IMPACTO DA URBANIZAÇÃO NO BALANÇO DE ENERGIA NA CIDADE DE
CUIABÁ-MT/BRASIL
Ivan Júlio Apolonio Callejas (1); Luciane Cleonice Durante (2); Thiago Rangel Rodrigues
(3); Marta Cristina de Jesus Albuquerque Nogueira (4); Francisco de Almeida Lobo (5),
Marcelo Sacardi Biuldes (6); Affonso Ciekalski Soares Campos (7)
(1), (2) e (3) Doutorandos e mestrando do Programa de Pós-Graduação em Física Ambiental
(4), (5) e (6) Professores do. Programa de Pós-Graduação em Física Ambiental
(7) Discente Departamento de Arquitetura. Bolsista Iniciação Científica FAPEMAT
Universidade Federal de Mato Grosso, s/n, CEP: 78060-900, Cuiabá-MT Tel.: (65) 3615 8739
RESUMO: Neste trabalho, objetivou-se avaliar os impactos ambientais produzidos pelo
processo de urbanização na cidade de Cuiabá-MT. Os resultados demonstraram que existe
alteração no balanço de energia no meio urbano quando comparado com o rural.
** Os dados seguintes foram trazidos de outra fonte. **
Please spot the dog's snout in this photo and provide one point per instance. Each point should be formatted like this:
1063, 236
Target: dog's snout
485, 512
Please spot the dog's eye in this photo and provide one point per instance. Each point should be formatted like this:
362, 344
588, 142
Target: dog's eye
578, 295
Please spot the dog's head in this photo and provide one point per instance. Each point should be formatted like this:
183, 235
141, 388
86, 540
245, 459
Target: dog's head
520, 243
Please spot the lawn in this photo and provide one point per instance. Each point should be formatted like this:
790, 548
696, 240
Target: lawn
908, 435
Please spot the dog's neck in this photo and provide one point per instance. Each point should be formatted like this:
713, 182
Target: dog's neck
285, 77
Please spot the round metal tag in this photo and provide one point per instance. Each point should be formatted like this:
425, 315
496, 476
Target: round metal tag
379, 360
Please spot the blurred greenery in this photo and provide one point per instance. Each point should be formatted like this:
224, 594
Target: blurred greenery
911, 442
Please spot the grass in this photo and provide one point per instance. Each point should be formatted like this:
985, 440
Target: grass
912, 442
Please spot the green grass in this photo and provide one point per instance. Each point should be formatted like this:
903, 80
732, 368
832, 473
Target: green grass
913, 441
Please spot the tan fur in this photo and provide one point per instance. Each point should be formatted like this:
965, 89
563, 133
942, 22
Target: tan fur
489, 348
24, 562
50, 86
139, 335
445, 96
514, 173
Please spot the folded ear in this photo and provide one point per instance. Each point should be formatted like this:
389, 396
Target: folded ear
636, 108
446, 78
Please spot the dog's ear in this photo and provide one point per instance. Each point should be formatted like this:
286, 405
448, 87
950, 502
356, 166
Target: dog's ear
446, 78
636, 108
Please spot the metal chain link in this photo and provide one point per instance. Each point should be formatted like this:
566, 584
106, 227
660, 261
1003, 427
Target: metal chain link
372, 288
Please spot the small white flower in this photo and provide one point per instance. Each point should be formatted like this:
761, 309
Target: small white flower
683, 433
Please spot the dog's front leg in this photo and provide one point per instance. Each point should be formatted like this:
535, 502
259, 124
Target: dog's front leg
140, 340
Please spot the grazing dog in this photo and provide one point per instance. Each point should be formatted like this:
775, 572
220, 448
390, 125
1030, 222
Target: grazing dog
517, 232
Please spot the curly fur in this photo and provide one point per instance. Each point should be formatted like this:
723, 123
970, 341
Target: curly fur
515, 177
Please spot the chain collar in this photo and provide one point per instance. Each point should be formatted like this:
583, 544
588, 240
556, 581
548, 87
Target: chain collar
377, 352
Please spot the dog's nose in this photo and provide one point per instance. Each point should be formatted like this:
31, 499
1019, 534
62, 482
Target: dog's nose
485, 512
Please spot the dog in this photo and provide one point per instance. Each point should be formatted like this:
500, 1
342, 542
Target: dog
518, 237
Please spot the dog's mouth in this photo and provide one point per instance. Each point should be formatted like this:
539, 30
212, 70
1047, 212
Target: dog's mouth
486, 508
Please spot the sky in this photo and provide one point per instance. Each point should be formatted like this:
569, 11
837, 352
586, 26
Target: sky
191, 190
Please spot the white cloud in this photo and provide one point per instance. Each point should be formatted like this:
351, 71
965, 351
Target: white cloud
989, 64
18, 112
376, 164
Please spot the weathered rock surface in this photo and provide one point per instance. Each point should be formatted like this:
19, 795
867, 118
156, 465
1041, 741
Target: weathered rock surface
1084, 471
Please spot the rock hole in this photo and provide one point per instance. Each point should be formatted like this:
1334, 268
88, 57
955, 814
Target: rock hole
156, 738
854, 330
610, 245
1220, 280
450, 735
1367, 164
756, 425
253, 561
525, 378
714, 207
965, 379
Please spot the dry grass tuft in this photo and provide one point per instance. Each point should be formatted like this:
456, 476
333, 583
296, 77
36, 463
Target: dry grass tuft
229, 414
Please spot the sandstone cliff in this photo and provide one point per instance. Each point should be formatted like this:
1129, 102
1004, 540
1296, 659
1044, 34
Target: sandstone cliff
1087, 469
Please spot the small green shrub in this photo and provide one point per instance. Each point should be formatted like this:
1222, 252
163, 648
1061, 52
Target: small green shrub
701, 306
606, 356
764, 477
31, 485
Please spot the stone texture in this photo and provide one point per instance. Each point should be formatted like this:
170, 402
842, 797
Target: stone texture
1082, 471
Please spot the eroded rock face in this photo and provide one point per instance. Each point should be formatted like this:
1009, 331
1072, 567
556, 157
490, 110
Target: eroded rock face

Entre as
alterações verificadas se destacam: maior taxa de armazenamento de energia dentro do dossel
urbano; predominância de fluxos de calor sensível sobre os fluxos de calor latente tanto no
período seco quanto no chuvoso, o que propicia desta forma maior quantidade de energia para
aquecer o ar atmosférico nesses ambientes. Uma constatação importante foi a de que o fluxo de
calor armazenado dentro do dossel urbano e no solo no meio rural se encontra praticamente em
fase com o saldo de energia disponível do meio.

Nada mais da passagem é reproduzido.